ECMP for Intra-DC L3VPN communication¶
ECMP within data center is required to load balance the data traffic when extra route can be reached through multiple next hops (i.e. Nova VMs) when these are connected with different compute nodes. It mainly deals with how Compute Nodes can spray the traffic when dest IP prefix can be reached through two or more VMs (next hops) which are connected with multiple compute nodes.
When there are multiple RDs (if VPN is of type BGP VPN) assigned to VPN instance so that VPN engine can be advertise IP route with different RDs to achieve ECMP behavior in DC-GW as mentioned before. But for intra-DC, this doesn’t make any more sense since it’s all about programming remote FIB entries on computes nodes to achieve data traffic spray behavior.
Irrespective of RDs, when multiple next hops (which are from different Compute Nodes) are present for the extra-route adjacency, then FIB Manager has to create load balancing next hop group in remote compute node with buckets pointing with targeted Compute Node VxLAN tunnel ports.
To allocate group id for this load balancing next hop, the same destination IP prefix is
used as the group key. The remote FIB table flow should point to this next hop group after
writing prefix label
into tunnel_id. The bucket weight of remote next hop is adjusted
according to number of VMs associated to given extra route and on which compute node
the VMs are connected. For example, two compute node having one VM each, then bucket
weight is 50 each. One compute node having two VMs and another compute node having one
VM, then bucket weight is 66 and 34 each. The hop-count property in vrfEntry data store
helps to decide what is the bucket weight for each bucket.
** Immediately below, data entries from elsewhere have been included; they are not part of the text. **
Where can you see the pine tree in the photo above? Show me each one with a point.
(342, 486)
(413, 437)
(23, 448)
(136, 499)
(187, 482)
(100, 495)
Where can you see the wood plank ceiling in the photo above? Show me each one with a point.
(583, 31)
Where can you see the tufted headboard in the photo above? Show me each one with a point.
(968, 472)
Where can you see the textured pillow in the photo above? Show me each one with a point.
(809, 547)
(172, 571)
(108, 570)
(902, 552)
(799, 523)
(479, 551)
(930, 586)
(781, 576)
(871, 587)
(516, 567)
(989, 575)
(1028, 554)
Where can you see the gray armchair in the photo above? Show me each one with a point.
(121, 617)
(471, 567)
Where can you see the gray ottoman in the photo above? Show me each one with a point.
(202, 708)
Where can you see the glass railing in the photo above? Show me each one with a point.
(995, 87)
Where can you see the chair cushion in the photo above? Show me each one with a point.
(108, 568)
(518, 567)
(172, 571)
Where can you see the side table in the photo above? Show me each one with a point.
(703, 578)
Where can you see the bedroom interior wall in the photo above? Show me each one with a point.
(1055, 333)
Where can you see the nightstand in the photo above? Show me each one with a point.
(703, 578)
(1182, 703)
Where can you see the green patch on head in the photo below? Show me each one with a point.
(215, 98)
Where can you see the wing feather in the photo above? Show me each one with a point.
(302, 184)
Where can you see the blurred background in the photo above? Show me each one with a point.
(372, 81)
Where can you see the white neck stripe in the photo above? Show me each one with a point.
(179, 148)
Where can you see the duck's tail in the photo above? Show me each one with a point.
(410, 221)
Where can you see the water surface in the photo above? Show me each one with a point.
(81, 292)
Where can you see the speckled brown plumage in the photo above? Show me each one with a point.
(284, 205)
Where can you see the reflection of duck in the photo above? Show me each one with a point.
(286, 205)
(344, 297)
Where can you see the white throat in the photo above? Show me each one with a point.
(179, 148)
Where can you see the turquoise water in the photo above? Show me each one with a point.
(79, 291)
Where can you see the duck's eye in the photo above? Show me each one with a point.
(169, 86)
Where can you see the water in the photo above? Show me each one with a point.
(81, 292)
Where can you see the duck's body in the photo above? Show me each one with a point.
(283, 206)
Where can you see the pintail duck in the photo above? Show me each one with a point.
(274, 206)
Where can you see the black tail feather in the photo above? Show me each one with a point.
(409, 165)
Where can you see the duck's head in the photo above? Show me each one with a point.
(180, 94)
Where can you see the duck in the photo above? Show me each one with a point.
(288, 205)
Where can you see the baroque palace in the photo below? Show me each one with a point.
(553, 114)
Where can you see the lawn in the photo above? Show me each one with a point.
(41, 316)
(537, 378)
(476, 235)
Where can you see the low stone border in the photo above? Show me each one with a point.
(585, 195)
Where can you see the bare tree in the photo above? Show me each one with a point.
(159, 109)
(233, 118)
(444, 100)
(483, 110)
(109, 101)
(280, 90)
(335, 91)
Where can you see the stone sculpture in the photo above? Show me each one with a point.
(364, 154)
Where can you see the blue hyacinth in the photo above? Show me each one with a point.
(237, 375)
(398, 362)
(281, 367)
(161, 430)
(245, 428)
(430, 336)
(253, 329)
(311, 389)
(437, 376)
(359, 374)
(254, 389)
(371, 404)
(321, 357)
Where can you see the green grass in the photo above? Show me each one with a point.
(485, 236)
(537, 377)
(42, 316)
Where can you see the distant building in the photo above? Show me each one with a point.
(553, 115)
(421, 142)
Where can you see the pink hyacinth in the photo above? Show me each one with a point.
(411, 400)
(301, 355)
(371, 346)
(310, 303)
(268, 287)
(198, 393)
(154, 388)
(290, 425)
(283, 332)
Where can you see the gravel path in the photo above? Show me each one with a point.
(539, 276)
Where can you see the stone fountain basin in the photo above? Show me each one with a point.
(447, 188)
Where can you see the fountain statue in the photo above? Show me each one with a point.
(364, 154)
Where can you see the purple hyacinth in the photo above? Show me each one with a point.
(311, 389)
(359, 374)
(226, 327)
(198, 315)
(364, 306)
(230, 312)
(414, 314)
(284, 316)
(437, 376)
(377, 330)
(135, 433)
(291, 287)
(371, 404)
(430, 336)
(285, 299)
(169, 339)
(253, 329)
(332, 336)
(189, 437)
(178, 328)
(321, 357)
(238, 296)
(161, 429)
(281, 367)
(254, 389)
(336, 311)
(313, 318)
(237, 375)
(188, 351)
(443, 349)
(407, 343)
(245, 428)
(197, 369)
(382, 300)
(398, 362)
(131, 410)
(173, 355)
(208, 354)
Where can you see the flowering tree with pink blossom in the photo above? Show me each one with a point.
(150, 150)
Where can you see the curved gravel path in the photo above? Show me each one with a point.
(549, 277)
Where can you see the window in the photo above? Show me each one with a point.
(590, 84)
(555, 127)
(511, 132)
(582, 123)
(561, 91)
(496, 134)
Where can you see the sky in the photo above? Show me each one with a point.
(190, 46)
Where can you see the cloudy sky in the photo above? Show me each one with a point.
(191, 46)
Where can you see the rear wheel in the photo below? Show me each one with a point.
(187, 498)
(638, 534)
ECMP Path decision based on Internal/External Tunnel Monitoring¶
ODL will use GRE-KA or BFD protocol to implement monitoring of GRE external tunnels. This implementation detail is out of scope in this document. Based on the tunnel state, GRE Load Balancing Group is adjusted accordingly as mentioned like below.
GRE tunnel state handling¶
As soon as GRE tunnel interface is created in ODL, interface manager uses alivenessmonitor to monitor the GRE tunnels for its liveness using GRE Keep-alive protocol. When tunnel state changes, it has to handled accordingly to adjust above load balancing group so that data traffic is sent to only active DC-GW tunnel. This can be done with listening to update StateTunnelList DCN.
When one GRE tunnel is operationally going down, then retrieve the corresponding bucket from the load balancing group and delete it. When GRE tunnel comes up again, then add bucket back into load balancing group and reprogram it.
When both GRE tunnels are going down, then just recreate load balancing group with empty. Withdraw the routes from that particular DC-GW. With the above implementation, there is no need of modifying Fib entries for GRE tunnel state changes.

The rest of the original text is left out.